Limitations & Future Work

  • StEvo-Bench contains only 225 tasks, which may be insufficient to cover all types of physical processes.
  • The automated verifier relies on Gemini 3.1 Pro, which may introduce its own biases.
  • Only three forms of observation interruption are tested (occlusion, lights-off, and camera redirect); other modalities (e.g., blurring, fogging) remain unexplored.
  • The paper is diagnostic rather than prescriptive; no solutions are proposed.
  • The discussion of how to fix the identified issues is relatively superficial: while training data bias is identified as a cause, no concrete remedies are offered.

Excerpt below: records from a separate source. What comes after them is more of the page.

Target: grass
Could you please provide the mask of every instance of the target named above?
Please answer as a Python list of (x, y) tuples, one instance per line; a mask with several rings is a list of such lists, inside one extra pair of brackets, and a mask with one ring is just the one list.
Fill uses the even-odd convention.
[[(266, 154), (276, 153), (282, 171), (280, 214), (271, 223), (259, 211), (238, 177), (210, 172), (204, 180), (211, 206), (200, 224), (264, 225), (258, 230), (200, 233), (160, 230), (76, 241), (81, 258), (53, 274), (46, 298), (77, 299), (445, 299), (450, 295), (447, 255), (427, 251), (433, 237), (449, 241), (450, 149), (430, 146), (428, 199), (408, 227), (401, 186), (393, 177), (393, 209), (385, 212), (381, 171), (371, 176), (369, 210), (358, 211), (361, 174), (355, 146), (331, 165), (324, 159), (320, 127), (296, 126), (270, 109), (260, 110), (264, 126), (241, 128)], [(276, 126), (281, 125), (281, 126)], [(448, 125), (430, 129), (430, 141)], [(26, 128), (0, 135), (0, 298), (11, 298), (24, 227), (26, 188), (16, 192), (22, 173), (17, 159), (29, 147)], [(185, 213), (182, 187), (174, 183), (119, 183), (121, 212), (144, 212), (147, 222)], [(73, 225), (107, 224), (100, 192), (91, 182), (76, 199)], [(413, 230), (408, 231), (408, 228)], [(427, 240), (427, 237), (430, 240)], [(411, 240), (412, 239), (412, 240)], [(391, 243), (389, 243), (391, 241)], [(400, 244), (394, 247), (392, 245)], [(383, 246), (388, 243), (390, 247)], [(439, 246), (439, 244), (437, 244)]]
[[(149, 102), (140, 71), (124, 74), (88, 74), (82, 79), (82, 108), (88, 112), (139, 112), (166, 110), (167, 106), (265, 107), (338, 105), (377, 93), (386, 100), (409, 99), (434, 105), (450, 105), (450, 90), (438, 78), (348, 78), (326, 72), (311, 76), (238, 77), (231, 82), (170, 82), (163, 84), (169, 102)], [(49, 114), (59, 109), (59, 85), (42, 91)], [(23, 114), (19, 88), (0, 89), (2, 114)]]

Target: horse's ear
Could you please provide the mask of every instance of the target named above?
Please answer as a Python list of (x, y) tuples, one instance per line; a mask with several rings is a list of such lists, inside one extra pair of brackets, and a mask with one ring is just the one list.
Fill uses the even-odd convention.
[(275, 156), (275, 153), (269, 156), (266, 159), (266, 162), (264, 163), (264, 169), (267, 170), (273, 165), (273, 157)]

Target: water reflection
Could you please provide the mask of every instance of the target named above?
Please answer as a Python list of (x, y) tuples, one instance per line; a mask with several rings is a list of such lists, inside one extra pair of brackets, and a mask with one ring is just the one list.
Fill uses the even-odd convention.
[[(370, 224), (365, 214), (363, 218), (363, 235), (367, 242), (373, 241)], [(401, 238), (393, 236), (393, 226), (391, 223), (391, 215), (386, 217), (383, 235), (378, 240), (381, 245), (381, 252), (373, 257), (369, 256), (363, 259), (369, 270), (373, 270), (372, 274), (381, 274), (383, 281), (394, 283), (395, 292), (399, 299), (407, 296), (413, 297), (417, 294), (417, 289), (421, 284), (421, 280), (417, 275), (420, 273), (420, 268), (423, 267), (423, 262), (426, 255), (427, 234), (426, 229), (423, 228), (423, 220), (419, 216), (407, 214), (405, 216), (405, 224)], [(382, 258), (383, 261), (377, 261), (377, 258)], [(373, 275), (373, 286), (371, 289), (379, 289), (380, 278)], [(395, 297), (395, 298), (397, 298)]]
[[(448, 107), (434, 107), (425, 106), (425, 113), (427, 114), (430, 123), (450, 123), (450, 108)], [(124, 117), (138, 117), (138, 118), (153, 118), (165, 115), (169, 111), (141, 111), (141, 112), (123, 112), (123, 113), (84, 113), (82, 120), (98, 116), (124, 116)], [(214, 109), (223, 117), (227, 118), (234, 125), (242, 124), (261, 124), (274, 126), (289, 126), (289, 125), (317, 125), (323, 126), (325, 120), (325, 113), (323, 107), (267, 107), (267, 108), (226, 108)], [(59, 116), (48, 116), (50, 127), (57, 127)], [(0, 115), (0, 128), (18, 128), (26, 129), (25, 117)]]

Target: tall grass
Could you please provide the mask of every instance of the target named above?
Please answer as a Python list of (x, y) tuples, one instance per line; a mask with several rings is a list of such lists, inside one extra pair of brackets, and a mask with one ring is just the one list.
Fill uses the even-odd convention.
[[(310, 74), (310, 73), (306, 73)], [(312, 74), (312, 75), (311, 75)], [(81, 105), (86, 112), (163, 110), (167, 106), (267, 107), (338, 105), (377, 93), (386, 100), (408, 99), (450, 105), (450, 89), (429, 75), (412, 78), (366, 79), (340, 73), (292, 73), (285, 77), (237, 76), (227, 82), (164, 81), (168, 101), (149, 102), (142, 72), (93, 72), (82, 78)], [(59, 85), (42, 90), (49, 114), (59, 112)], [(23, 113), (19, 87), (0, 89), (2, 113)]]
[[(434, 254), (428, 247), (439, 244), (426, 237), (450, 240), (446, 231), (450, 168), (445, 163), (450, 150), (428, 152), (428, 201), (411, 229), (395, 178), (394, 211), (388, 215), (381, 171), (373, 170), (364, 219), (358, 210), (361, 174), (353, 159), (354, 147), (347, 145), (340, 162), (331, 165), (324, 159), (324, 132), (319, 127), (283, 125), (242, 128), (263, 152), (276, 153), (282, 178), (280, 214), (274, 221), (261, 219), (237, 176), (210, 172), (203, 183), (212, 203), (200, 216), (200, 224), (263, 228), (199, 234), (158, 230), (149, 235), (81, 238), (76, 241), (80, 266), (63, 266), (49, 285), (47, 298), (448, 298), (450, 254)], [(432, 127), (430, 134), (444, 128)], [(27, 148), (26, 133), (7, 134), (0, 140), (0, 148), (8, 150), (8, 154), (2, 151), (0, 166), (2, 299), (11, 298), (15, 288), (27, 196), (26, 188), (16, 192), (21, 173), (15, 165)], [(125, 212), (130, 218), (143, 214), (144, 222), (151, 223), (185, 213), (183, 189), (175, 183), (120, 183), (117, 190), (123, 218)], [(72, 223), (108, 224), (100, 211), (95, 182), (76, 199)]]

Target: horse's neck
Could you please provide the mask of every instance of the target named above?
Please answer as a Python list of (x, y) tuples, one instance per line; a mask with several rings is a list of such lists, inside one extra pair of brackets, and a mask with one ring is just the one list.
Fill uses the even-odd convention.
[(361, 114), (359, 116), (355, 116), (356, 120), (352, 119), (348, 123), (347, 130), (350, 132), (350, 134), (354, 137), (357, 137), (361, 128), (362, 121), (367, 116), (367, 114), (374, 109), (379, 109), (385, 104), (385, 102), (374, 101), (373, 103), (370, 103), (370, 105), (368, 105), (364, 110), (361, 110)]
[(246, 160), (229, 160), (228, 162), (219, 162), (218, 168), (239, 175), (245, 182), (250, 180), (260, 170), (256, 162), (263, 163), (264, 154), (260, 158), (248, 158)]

  • vs. VideoPhy/VideoPhy2: These assess only physical correctness and do not test state evolution under occlusion; StEvo-Bench provides a more comprehensive evaluation.
  • vs. MIND: MIND tests only memory consistency in static scenes, whereas StEvo-Bench evaluates continuous evolution in dynamic processes.

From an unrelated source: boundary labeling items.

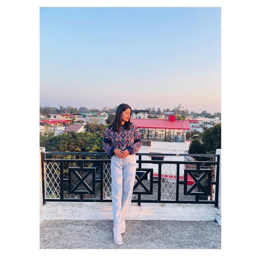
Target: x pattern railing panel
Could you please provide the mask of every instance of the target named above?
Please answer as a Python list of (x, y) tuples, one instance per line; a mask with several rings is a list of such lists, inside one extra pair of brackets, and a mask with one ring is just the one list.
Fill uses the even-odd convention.
[(60, 198), (59, 163), (46, 163), (46, 198)]
[(175, 200), (176, 165), (163, 163), (162, 165), (161, 197), (162, 200)]
[[(83, 153), (83, 154), (85, 154), (85, 152)], [(64, 154), (63, 153), (62, 153)], [(55, 154), (57, 154), (57, 153)], [(152, 201), (156, 202), (181, 202), (183, 203), (188, 202), (189, 201), (190, 203), (201, 202), (215, 203), (217, 205), (218, 201), (215, 199), (216, 198), (218, 198), (218, 190), (219, 156), (218, 156), (217, 157), (219, 158), (218, 161), (212, 160), (211, 162), (208, 162), (207, 163), (208, 165), (211, 163), (216, 167), (214, 172), (215, 177), (212, 176), (213, 174), (210, 169), (208, 170), (206, 168), (202, 169), (201, 166), (202, 164), (205, 163), (205, 162), (203, 161), (197, 162), (192, 161), (190, 161), (189, 164), (186, 161), (181, 161), (147, 160), (143, 161), (141, 159), (141, 157), (139, 157), (138, 161), (137, 160), (137, 163), (138, 162), (139, 168), (137, 168), (137, 170), (133, 196), (133, 197), (136, 194), (138, 195), (137, 199), (136, 199), (135, 201), (137, 201), (136, 200), (137, 200), (139, 204), (140, 204), (141, 202), (143, 201), (148, 202)], [(43, 159), (42, 162), (45, 163), (44, 167), (43, 165), (42, 164), (43, 182), (44, 183), (43, 187), (44, 186), (45, 187), (44, 192), (43, 193), (44, 201), (45, 201), (46, 200), (64, 201), (68, 200), (70, 201), (78, 201), (79, 200), (82, 201), (111, 201), (111, 162), (109, 159), (46, 159), (44, 158)], [(101, 163), (101, 167), (100, 168), (101, 177), (99, 179), (98, 178), (97, 179), (96, 178), (96, 168), (85, 167), (85, 164), (86, 165), (86, 166), (88, 166), (89, 163), (92, 162), (97, 164), (96, 165), (99, 163), (101, 165), (100, 163)], [(155, 176), (153, 174), (156, 173), (155, 172), (153, 174), (153, 169), (142, 168), (142, 163), (152, 164), (154, 166), (156, 164), (158, 165), (158, 175), (157, 180), (155, 179), (153, 180), (153, 177)], [(196, 165), (196, 168), (194, 169), (193, 168), (188, 169), (185, 168), (184, 169), (184, 181), (179, 180), (180, 168), (182, 166), (183, 168), (183, 165), (187, 164)], [(67, 178), (66, 175), (63, 176), (64, 165), (65, 167), (67, 165), (68, 166), (68, 178)], [(77, 167), (74, 167), (75, 166)], [(66, 167), (65, 168), (66, 168)], [(193, 174), (195, 172), (199, 173), (199, 174), (197, 175), (197, 177), (195, 176)], [(79, 173), (80, 174), (79, 174)], [(200, 174), (200, 173), (201, 174), (201, 175)], [(43, 177), (43, 174), (45, 174), (45, 177)], [(192, 187), (188, 186), (187, 184), (189, 174), (195, 182), (194, 184)], [(183, 175), (183, 173), (182, 175)], [(73, 178), (72, 177), (74, 178), (73, 182), (71, 181)], [(150, 181), (148, 180), (148, 177), (150, 177)], [(206, 179), (208, 181), (207, 187), (206, 187), (205, 185), (202, 185), (200, 183), (203, 179), (203, 180)], [(150, 181), (150, 184), (149, 183)], [(86, 197), (85, 194), (90, 194), (93, 195), (95, 194), (95, 184), (97, 183), (98, 184), (98, 189), (97, 190), (99, 189), (101, 193), (100, 199), (98, 198), (96, 198), (95, 196), (94, 198), (93, 197), (93, 198), (91, 197)], [(144, 199), (141, 200), (141, 195), (153, 195), (152, 191), (154, 183), (156, 183), (155, 185), (158, 188), (158, 192), (157, 191), (158, 193), (157, 200), (156, 200), (156, 199), (154, 198), (150, 199), (150, 200), (146, 199), (148, 198), (150, 198), (150, 197), (144, 198)], [(184, 195), (195, 196), (194, 200), (189, 199), (189, 201), (186, 201), (179, 199), (179, 185), (182, 184), (184, 185)], [(63, 196), (64, 193), (66, 191), (65, 190), (64, 191), (64, 187), (65, 185), (66, 188), (65, 189), (66, 189), (68, 184), (68, 192), (71, 194), (71, 196), (73, 195), (73, 197), (69, 197), (67, 198), (65, 195)], [(100, 185), (100, 186), (99, 186), (99, 185)], [(212, 188), (213, 186), (215, 187), (215, 198), (213, 199)], [(200, 188), (201, 191), (200, 193), (197, 191), (194, 192), (196, 187)], [(155, 186), (154, 187), (155, 187)], [(78, 198), (76, 195), (78, 194), (80, 194), (80, 198)], [(201, 200), (200, 198), (199, 197), (203, 196), (208, 196), (209, 198), (211, 198), (210, 200), (211, 200), (211, 201), (207, 201), (204, 200)]]

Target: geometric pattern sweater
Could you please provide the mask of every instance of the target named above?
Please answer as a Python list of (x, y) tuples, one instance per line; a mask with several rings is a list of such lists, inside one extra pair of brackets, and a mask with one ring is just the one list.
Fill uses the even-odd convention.
[(142, 145), (139, 131), (134, 123), (130, 125), (128, 130), (122, 125), (120, 133), (114, 131), (112, 127), (108, 127), (106, 129), (102, 146), (110, 157), (115, 154), (114, 153), (115, 149), (127, 149), (132, 155), (137, 154), (139, 150)]

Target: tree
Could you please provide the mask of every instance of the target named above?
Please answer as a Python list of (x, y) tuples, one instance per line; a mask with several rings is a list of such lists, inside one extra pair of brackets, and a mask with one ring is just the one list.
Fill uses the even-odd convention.
[(200, 115), (207, 118), (210, 118), (210, 117), (212, 115), (210, 113), (208, 113), (206, 110), (204, 110), (202, 111), (201, 113), (200, 114)]
[(109, 114), (107, 118), (106, 119), (106, 122), (108, 125), (110, 125), (114, 122), (115, 120), (115, 114)]
[(93, 123), (87, 123), (85, 126), (85, 128), (86, 131), (91, 133), (98, 133), (102, 136), (104, 135), (106, 130), (106, 126), (102, 123), (96, 124)]
[(78, 109), (79, 112), (81, 113), (88, 113), (88, 110), (87, 107), (80, 107)]
[[(205, 149), (204, 145), (199, 141), (199, 139), (193, 139), (189, 145), (188, 152), (189, 154), (205, 154)], [(202, 160), (201, 157), (193, 157), (197, 161)]]
[(208, 128), (205, 131), (202, 138), (206, 152), (215, 152), (221, 148), (221, 123)]
[(66, 110), (65, 107), (64, 107), (63, 106), (59, 106), (59, 110), (61, 111), (61, 113), (64, 113), (65, 112), (66, 112)]

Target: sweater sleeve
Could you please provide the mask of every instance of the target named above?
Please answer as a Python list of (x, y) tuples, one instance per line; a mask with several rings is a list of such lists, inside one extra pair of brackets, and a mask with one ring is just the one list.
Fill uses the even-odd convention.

  • vs. WorldScore: WorldScore is comprehensive but uses simple setups; StEvo-Bench focuses specifically on the critical dimension of "evolution during unobserved intervals."
  • This paper serves as an important reference for researchers working on video world models, clearly identifying directions for improvement.

Rating

  • Novelty: ⭐⭐⭐⭐⭐ First systematic evaluation of the state evolution–observation decoupling capability in video world models, with a highly creative experimental design.
  • Experimental Thoroughness: ⭐⭐⭐⭐⭐ Covers 11 state-of-the-art models (open- and closed-source), with verifier reliability analysis and comparison against human annotations.
  • Writing Quality: ⭐⭐⭐⭐⭐ Clear and coherent narrative, in-depth failure mode analysis, and rich insights.
  • Value: ⭐⭐⭐⭐⭐ Identifies fundamental limitations of video world models, providing important guidance for the field.